Bioinf dev tools hw6 #2

VovaGrig · 2023-10-24T00:16:26Z

No description provided.

…naries.py

…ionaries.py

…torein_tools.py

SidorinAnton

В целом неплохо!
Основной момент (по файлам) -- в контекстном менеджере (блоке with) можно открыть сразу несколько файлов через запятую.

SidorinAnton · 2023-11-20T19:52:45Z

src/fastq_filter.py

+        count = 0
+        for line in seqs_file:
+            count += 1
+            if count == 1 or (count - 1) % 4 == 0:
+                seqs[line.strip()] = []
+            if count % 2 == 0 and count % 4 != 0:
+                seqs[list(seqs)[-1]].append(line.strip())
+            if count % 4 == 0:
+                seqs[list(seqs)[-1]].append(line.strip())


Очень сложно ))
Мы же можем обнулять счетчик => явно проверять с 0, 1 и 3

SidorinAnton · 2023-11-20T19:54:02Z

src/fastq_filter.py

+    if verbose != True and verbose != False:
+        raise ValueError("Invalid *verbose* argument given")


Имхо, эта проверка не нужна.

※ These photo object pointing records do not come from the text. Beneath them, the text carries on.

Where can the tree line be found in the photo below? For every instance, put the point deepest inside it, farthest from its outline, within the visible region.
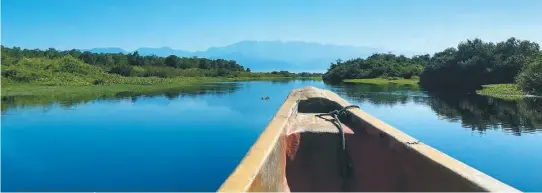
(120, 60)
(465, 68)
(376, 65)
(136, 65)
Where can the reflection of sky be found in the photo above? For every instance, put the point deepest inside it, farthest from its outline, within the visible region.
(192, 143)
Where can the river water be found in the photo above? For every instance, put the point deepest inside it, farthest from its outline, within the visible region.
(192, 139)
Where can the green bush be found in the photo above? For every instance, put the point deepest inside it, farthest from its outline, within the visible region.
(530, 78)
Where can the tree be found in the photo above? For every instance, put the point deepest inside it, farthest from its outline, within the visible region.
(530, 79)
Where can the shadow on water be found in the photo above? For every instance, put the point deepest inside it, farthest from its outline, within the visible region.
(480, 113)
(475, 112)
(69, 101)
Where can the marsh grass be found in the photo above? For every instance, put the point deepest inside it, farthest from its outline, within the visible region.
(385, 81)
(502, 91)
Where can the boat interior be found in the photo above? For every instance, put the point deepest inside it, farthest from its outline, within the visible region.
(303, 150)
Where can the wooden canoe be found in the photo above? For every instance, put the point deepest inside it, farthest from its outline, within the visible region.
(300, 151)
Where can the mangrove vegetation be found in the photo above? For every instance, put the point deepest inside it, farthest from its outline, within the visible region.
(34, 71)
(465, 68)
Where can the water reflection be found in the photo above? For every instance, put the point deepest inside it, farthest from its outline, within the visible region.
(68, 101)
(480, 113)
(475, 112)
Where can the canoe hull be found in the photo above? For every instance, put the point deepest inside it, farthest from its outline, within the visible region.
(298, 153)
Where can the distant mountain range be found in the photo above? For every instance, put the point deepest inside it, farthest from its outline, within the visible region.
(267, 55)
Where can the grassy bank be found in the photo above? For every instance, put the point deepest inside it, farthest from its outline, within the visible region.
(502, 91)
(384, 81)
(17, 89)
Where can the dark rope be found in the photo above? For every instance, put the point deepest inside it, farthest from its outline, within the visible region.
(346, 169)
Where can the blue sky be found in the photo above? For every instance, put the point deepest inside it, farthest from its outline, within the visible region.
(409, 25)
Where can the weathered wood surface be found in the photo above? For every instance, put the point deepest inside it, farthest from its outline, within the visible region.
(298, 151)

Более того, если хочется явно проверять на bool, то лучше использовать isinstance

SidorinAnton · 2023-11-20T19:54:39Z

src/fastq_filter.py

+            raise ValueError("Invalid quality sequence given")
+    if verbose != True and verbose != False:
+        raise ValueError("Invalid *verbose* argument given")
+    return seqs, gc_bounds, length_bounds, quality_threshold, verbose, output_filename


В таких случаях лучше возвращать словарь

SidorinAnton · 2023-11-20T19:58:25Z

src/fastq_filter.py

+        gc_result = is_gc_good(seq, gc_bounds, verbose)
+        if gc_result:
+            len_result = is_len_good(seq, length_bounds, verbose)
+            if len_result:
+                qual_result = is_qual_good(seq_qual, quality_threshold, verbose)
+                if qual_result:
+                    seqs_filtered[seq_name] = seqs[seq_name]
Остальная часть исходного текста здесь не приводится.